Small subset from a much larger cache of documents
There was widespread outrage after the location of Osama bin Laden’s compound was revealed in early May 2011. He wasn’t living in the remote regions of northern Pakistan, where the drones had killed other al Qaeda leaders, but instead in a city not far from Islamabad. Abbottabad houses an elite Pakistani military academy and other elements of the Pakistani military and intelligence establishment. It is difficult to believe that no one in the Pakistani establishment knew of bin Laden’s location.
The bin Laden files released thus far are not sufficient to draw firm conclusions concerning the extent of the al Qaeda master’s support network in Pakistan. But the documents indicate that some key Pakistanis were at least willing to cut a deal with al Qaeda. Both Shah Baz Sharif and Pakistani intelligence leaders were willing to negotiate to put an end to the jihadists’ attacks. However, this does not mean that these same officials were collaborating with al Qaeda. And al Qaeda clearly disapproved of some of the Pakistani Taliban’s operations, even as the two groups were communicating at the senior leadership level.
More files need to be released to tell the whole story. Just two dozen documents out of the more than one million captured during the bin Laden raid have been made public.
Still, there are hints of even more nefarious connections in the small set of documents released thus far.
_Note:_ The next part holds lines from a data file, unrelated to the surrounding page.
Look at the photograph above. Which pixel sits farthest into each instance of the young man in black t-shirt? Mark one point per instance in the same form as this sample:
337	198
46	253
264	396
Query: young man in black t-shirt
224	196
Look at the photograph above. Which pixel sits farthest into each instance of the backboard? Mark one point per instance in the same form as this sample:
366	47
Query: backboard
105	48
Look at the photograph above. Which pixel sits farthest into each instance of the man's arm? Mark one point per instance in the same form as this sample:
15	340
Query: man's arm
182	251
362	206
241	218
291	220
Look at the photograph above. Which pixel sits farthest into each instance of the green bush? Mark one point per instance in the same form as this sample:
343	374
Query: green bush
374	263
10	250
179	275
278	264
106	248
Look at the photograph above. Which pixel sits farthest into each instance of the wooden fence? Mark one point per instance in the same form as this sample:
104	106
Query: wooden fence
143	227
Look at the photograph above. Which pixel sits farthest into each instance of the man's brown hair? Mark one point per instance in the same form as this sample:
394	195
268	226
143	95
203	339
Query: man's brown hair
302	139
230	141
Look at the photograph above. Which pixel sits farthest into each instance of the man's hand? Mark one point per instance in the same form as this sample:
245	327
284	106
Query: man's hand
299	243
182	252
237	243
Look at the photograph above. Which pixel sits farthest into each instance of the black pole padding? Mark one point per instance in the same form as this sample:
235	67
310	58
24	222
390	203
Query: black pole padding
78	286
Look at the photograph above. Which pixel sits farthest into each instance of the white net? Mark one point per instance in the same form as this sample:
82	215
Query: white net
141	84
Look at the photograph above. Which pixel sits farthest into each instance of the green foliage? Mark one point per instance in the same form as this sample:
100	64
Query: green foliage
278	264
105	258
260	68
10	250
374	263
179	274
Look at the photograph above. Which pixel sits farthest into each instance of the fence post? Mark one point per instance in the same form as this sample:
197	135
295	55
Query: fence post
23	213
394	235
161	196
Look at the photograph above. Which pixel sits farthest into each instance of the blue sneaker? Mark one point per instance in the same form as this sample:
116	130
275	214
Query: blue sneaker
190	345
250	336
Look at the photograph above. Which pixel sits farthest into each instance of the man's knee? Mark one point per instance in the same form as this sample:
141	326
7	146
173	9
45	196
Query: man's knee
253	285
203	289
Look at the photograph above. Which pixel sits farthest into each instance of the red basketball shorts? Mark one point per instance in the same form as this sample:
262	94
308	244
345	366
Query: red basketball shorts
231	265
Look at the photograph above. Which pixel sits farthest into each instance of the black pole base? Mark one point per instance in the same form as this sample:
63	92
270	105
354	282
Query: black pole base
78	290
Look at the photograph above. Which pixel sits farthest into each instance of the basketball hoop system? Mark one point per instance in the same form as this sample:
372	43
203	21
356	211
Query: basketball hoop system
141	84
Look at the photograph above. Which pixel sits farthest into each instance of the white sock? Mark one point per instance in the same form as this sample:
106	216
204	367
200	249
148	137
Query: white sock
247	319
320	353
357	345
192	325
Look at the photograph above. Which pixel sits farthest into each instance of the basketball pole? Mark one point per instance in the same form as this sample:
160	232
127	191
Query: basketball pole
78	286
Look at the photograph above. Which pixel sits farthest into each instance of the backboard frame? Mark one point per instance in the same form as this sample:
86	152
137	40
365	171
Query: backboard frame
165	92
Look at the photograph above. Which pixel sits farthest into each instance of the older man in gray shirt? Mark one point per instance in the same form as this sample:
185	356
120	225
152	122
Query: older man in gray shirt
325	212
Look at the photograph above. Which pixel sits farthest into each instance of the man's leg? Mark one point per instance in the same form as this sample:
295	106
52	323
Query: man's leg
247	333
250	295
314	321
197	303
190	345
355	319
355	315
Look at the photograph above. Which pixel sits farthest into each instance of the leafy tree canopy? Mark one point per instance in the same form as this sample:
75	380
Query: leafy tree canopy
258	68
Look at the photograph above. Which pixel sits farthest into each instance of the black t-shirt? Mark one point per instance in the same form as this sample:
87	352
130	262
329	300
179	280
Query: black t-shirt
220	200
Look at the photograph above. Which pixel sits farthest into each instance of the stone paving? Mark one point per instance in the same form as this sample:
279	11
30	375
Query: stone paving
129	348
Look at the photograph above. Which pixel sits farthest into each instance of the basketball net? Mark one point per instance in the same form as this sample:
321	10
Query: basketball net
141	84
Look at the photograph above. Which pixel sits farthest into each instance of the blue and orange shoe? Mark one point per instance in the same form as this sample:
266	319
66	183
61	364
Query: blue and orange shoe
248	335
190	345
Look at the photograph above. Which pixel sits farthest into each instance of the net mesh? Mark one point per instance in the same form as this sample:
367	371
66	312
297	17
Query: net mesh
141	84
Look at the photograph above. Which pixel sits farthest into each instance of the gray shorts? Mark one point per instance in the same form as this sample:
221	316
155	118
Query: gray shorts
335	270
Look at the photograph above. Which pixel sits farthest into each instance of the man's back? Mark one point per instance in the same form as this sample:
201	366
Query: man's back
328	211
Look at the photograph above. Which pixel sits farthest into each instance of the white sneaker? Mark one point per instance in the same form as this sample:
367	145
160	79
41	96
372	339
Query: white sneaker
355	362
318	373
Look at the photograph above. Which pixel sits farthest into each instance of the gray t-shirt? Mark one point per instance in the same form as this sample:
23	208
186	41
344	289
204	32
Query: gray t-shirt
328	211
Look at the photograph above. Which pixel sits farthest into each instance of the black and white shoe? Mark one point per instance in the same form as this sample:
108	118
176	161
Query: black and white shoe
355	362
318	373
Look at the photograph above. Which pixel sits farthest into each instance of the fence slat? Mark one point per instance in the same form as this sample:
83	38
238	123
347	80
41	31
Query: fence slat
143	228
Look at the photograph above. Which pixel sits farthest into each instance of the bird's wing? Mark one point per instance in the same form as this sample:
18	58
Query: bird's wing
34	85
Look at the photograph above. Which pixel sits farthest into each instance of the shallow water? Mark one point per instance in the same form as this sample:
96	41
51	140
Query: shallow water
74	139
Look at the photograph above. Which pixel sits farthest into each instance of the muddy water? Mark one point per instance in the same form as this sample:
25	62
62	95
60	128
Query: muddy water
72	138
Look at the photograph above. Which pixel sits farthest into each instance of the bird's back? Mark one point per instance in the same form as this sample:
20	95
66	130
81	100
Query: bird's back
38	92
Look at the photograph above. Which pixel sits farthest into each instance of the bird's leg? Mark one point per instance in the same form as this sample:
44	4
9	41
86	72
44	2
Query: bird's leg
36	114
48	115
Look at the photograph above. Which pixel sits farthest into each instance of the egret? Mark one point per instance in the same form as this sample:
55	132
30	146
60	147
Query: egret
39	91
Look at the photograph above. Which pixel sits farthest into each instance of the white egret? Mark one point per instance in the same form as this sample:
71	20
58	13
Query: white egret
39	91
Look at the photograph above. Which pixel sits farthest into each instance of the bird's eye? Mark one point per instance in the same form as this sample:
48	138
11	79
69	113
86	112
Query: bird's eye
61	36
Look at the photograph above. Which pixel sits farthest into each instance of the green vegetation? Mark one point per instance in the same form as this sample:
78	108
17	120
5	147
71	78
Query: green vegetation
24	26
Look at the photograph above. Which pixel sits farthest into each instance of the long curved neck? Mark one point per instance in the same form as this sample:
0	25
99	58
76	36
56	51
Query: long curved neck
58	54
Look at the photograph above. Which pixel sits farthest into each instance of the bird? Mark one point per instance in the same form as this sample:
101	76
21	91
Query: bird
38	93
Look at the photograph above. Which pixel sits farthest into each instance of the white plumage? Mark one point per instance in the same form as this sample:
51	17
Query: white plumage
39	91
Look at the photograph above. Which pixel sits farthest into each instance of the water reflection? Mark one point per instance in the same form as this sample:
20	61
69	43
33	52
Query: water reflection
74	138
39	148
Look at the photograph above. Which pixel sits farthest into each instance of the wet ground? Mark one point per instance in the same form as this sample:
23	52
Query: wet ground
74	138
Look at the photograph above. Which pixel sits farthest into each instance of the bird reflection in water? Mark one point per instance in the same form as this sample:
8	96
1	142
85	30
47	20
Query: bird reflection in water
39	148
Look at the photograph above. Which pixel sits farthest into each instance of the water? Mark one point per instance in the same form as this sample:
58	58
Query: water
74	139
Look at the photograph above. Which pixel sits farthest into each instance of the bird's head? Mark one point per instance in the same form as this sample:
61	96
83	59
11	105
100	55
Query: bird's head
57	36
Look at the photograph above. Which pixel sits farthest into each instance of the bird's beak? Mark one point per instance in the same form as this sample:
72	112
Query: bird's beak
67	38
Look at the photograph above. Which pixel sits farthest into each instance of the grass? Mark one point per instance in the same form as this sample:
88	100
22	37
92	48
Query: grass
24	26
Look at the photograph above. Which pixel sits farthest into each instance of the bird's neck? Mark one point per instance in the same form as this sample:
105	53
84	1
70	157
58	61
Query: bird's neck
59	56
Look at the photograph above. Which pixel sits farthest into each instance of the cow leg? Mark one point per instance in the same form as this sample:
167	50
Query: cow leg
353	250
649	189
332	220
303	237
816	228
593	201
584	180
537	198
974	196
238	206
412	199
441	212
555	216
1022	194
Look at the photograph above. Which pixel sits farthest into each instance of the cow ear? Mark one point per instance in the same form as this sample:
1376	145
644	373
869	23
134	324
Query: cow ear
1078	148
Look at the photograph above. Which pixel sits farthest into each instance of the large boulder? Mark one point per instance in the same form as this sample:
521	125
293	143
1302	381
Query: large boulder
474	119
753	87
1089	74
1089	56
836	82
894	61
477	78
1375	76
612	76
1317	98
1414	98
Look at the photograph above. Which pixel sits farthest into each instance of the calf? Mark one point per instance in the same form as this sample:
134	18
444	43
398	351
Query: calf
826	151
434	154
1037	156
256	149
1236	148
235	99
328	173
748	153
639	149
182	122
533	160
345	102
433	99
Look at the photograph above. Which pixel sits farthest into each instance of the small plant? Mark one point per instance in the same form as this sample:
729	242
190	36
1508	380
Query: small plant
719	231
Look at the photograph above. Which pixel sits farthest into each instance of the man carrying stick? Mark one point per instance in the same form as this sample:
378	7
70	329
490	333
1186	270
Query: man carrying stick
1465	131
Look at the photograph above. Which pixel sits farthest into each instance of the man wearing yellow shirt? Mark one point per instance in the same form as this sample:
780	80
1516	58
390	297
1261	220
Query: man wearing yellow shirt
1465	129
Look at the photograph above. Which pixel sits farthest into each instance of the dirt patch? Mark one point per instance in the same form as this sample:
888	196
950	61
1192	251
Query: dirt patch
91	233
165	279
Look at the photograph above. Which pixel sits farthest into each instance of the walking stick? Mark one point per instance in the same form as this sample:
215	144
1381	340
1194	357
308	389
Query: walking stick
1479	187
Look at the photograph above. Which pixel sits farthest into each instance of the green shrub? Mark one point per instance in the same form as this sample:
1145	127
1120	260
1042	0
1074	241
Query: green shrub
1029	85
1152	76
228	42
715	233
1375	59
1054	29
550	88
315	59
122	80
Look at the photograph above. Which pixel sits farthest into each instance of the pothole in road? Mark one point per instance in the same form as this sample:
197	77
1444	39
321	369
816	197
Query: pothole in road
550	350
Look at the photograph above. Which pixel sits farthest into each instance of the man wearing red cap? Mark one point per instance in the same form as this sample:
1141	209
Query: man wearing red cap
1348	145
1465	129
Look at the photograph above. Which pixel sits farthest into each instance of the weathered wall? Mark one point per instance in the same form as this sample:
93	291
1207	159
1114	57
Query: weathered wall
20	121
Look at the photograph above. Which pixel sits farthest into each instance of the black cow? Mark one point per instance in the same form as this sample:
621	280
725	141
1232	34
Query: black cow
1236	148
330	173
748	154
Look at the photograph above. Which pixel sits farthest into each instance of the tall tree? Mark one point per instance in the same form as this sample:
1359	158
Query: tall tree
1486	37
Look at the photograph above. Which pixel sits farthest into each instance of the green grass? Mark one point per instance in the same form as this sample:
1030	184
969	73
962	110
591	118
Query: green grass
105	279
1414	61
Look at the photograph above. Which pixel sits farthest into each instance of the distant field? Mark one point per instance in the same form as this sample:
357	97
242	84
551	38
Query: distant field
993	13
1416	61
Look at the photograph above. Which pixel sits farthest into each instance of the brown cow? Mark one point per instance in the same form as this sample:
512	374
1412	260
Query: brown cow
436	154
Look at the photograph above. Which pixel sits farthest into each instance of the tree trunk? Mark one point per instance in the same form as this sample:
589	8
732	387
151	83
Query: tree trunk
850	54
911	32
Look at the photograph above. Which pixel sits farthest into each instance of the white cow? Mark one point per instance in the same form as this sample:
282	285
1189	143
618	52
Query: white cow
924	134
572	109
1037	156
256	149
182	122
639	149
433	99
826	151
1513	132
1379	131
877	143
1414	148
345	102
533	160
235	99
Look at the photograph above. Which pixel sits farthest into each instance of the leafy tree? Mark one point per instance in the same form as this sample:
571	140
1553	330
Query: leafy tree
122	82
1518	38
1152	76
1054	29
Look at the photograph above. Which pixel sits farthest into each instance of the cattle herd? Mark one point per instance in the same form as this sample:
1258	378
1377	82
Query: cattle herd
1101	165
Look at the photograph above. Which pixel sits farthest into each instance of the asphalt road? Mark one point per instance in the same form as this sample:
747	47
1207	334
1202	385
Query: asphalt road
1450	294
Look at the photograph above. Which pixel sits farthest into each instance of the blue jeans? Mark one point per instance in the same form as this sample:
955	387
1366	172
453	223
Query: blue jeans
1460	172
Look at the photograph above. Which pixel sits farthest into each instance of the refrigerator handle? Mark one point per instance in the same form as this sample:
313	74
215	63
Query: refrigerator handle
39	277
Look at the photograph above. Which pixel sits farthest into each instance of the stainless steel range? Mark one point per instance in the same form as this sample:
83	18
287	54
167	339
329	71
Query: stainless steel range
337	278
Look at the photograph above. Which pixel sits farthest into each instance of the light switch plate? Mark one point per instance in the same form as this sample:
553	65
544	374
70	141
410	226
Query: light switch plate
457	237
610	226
The letters introduced as evidence in Naseer’s trial confirm that the Pakistani military and intelligence establishment considers prominent al Qaeda-allied jihadists, such as HUM leader Fazlur Rehman Khalil, to be acceptable partners. And the Pakistanis knew that to get in touch with al Qaeda’s senior leadership all they needed to do was reach out to men such as Khalil.
Indeed, previous accounts indicate that a cellphone recovered from bin Laden’s courier revealed contacts with HUM commanders. [See LWJ report, Bin Laden’s courier tied to Pakistani-backed terror group.]
Some of Pakistan’s jihadist proxies are also al Qaeda’s closest allies.
**The US government’s translation of this letter identifies some of the jihadists as “Bulgarians,” but the letter may actually be referencing Bulgars, another ethnicity/nationality.